- Kayuyu Location within Democratic Republic of the Congo
- Coordinates: 3°39′08″S 26°21′58″E﻿ / ﻿3.6523°S 26.36608°E
- Country: Democratic Republic of the Congo
- State: Maniema
- Territory: Pangi Territory
- Sector: Wakabango 2
- Time zone: UTC+2 (Central Africa)

= Kayuyu =

Kayuyu is a settlement in Maniema province, Democratic Republic of the Congo.

==Location==

Kayuyu is in the Pangi Territory of Maniema province.
Kayuyu is capital of the Wakabango 2 sector.
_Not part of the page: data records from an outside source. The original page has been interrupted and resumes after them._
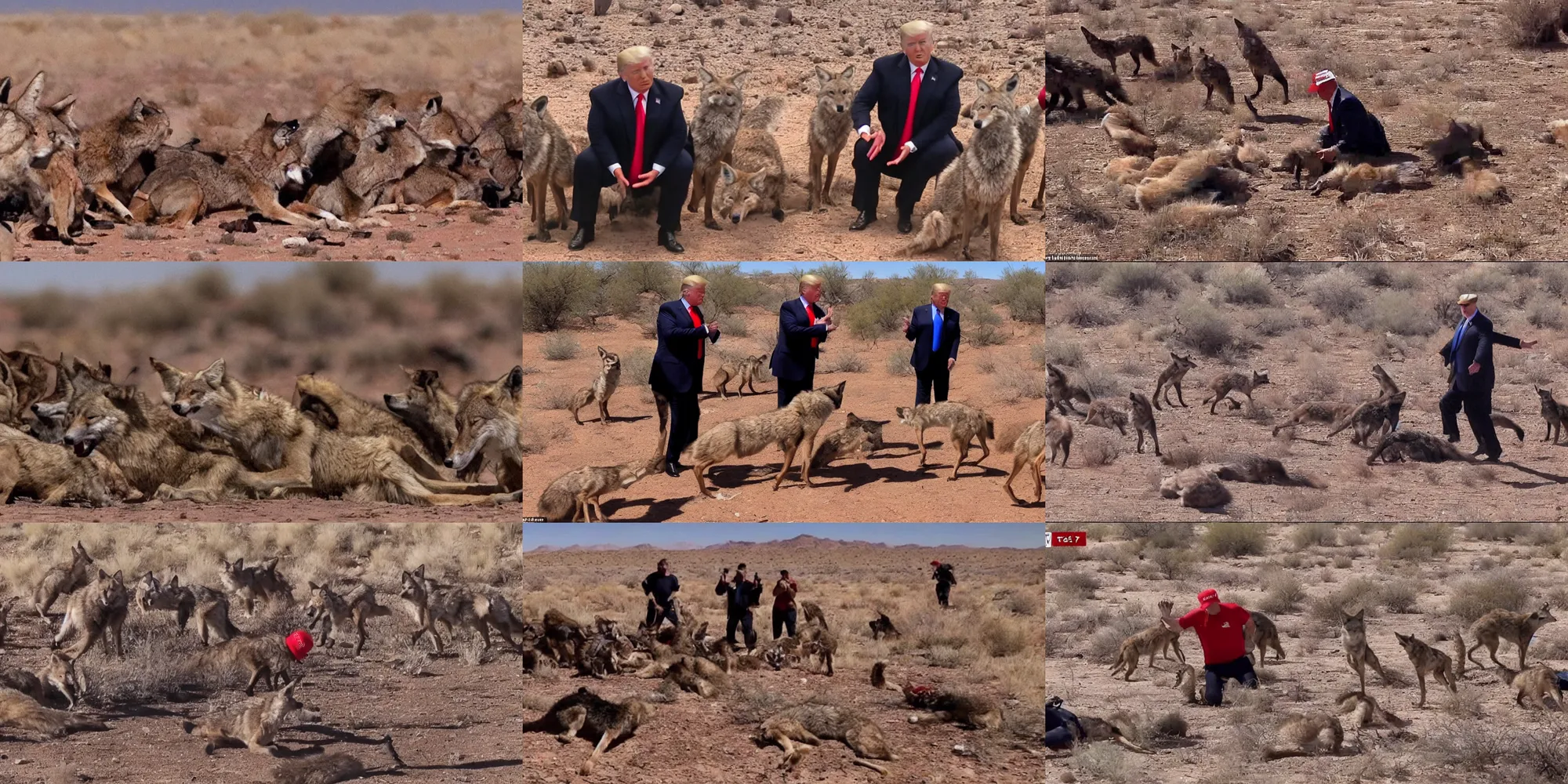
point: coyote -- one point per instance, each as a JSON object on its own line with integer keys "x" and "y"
{"x": 714, "y": 131}
{"x": 753, "y": 178}
{"x": 1359, "y": 653}
{"x": 592, "y": 717}
{"x": 209, "y": 608}
{"x": 1073, "y": 78}
{"x": 1136, "y": 46}
{"x": 1555, "y": 413}
{"x": 1302, "y": 736}
{"x": 810, "y": 724}
{"x": 1144, "y": 419}
{"x": 578, "y": 492}
{"x": 1503, "y": 625}
{"x": 1108, "y": 416}
{"x": 253, "y": 724}
{"x": 601, "y": 390}
{"x": 23, "y": 713}
{"x": 255, "y": 583}
{"x": 742, "y": 372}
{"x": 1429, "y": 659}
{"x": 830, "y": 129}
{"x": 332, "y": 769}
{"x": 965, "y": 424}
{"x": 1534, "y": 684}
{"x": 1214, "y": 76}
{"x": 64, "y": 579}
{"x": 788, "y": 427}
{"x": 490, "y": 426}
{"x": 1260, "y": 60}
{"x": 1415, "y": 446}
{"x": 333, "y": 612}
{"x": 1222, "y": 387}
{"x": 1174, "y": 376}
{"x": 976, "y": 186}
{"x": 857, "y": 437}
{"x": 1064, "y": 393}
{"x": 1029, "y": 454}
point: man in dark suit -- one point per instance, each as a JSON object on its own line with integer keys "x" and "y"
{"x": 637, "y": 137}
{"x": 935, "y": 333}
{"x": 1473, "y": 377}
{"x": 921, "y": 129}
{"x": 804, "y": 327}
{"x": 677, "y": 374}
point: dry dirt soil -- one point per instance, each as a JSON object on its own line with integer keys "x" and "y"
{"x": 1395, "y": 316}
{"x": 452, "y": 717}
{"x": 1409, "y": 62}
{"x": 705, "y": 741}
{"x": 1429, "y": 581}
{"x": 849, "y": 492}
{"x": 336, "y": 321}
{"x": 219, "y": 73}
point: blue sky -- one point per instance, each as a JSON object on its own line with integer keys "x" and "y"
{"x": 705, "y": 534}
{"x": 96, "y": 277}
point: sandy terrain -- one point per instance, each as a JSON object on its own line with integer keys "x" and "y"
{"x": 451, "y": 717}
{"x": 1429, "y": 581}
{"x": 217, "y": 74}
{"x": 1280, "y": 319}
{"x": 705, "y": 741}
{"x": 1409, "y": 62}
{"x": 1003, "y": 380}
{"x": 336, "y": 321}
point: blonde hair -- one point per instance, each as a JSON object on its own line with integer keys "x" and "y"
{"x": 631, "y": 57}
{"x": 913, "y": 29}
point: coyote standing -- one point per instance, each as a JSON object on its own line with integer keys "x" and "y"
{"x": 830, "y": 129}
{"x": 589, "y": 716}
{"x": 601, "y": 390}
{"x": 976, "y": 186}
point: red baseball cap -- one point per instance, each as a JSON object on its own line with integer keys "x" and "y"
{"x": 300, "y": 644}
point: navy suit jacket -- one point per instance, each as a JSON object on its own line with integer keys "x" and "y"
{"x": 794, "y": 358}
{"x": 920, "y": 332}
{"x": 612, "y": 125}
{"x": 677, "y": 368}
{"x": 888, "y": 89}
{"x": 1476, "y": 347}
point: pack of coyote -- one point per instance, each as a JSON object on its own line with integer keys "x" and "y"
{"x": 70, "y": 434}
{"x": 368, "y": 153}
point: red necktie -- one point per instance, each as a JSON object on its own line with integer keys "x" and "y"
{"x": 697, "y": 321}
{"x": 637, "y": 151}
{"x": 915, "y": 95}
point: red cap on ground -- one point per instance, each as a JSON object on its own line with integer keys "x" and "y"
{"x": 300, "y": 644}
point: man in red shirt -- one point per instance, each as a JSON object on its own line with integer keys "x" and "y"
{"x": 1224, "y": 631}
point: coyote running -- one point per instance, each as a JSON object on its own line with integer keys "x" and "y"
{"x": 592, "y": 717}
{"x": 965, "y": 424}
{"x": 601, "y": 390}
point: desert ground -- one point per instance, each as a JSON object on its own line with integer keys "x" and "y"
{"x": 1318, "y": 330}
{"x": 217, "y": 74}
{"x": 1415, "y": 65}
{"x": 987, "y": 644}
{"x": 336, "y": 321}
{"x": 452, "y": 717}
{"x": 1003, "y": 377}
{"x": 1431, "y": 581}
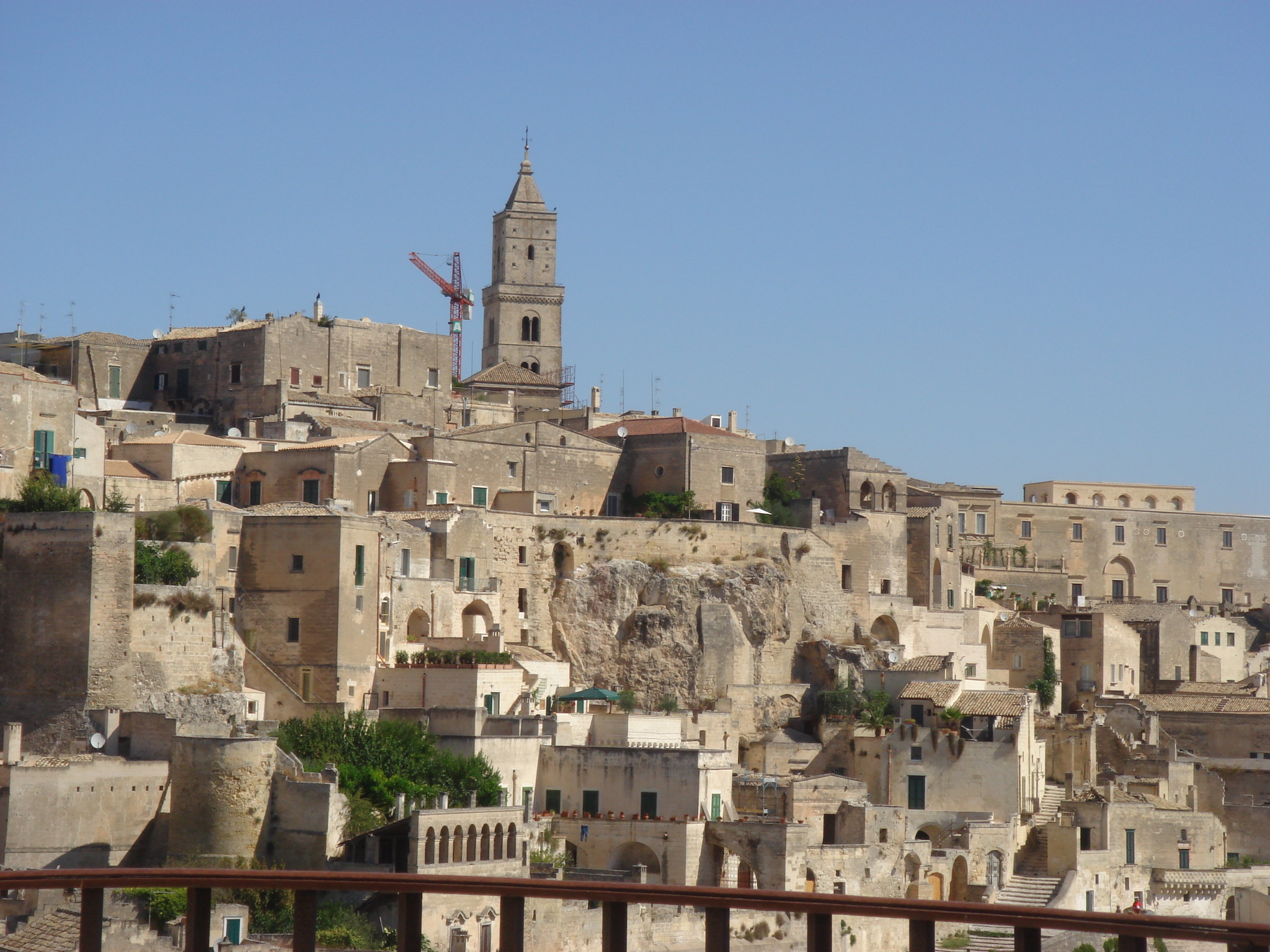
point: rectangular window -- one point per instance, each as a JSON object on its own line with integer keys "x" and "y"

It is 109 km from Kindu.
Pangi Territory is mostly occupied only by Lega people.
In May 1999 a Mai-Mai resistance force including Lega groups from Kayuyu, Kampene and other towns threatened Kindu.

The Köppen climate classification is Aw : Tropical savanna, wet.
Pangi territory has a subequatorial climate characterized by the alternation of two seasons.
The rainy season lasts from the end of September to the end of July, and the dry season from the end of July to the end of September.
Temperature varies between 25 and 30 C.

In March 2021 a citizens' group accused the head of Wakabango 2 of selling state land in Kayuyu to private citizens.
He denied the charges.

==Roads==

The RN31 highway runs from Kindu to the north through the town to Kasongo to the south.
It is joined in the town by the RS1122 highway from Kampene to the east.
Kampene is a center for informal artisanal gold mining.
The Kayuyu–Kampene road often floods during the rainy season and prevents villagers reaching markets and health facilities.
On 3 May 2013 the Comité de développement Ibaibawub de Kavula (Codibakav) launched a four-month program to rehabilitate the road between Kampene and Kayuyu.
This would help transport of food between the villages along the road.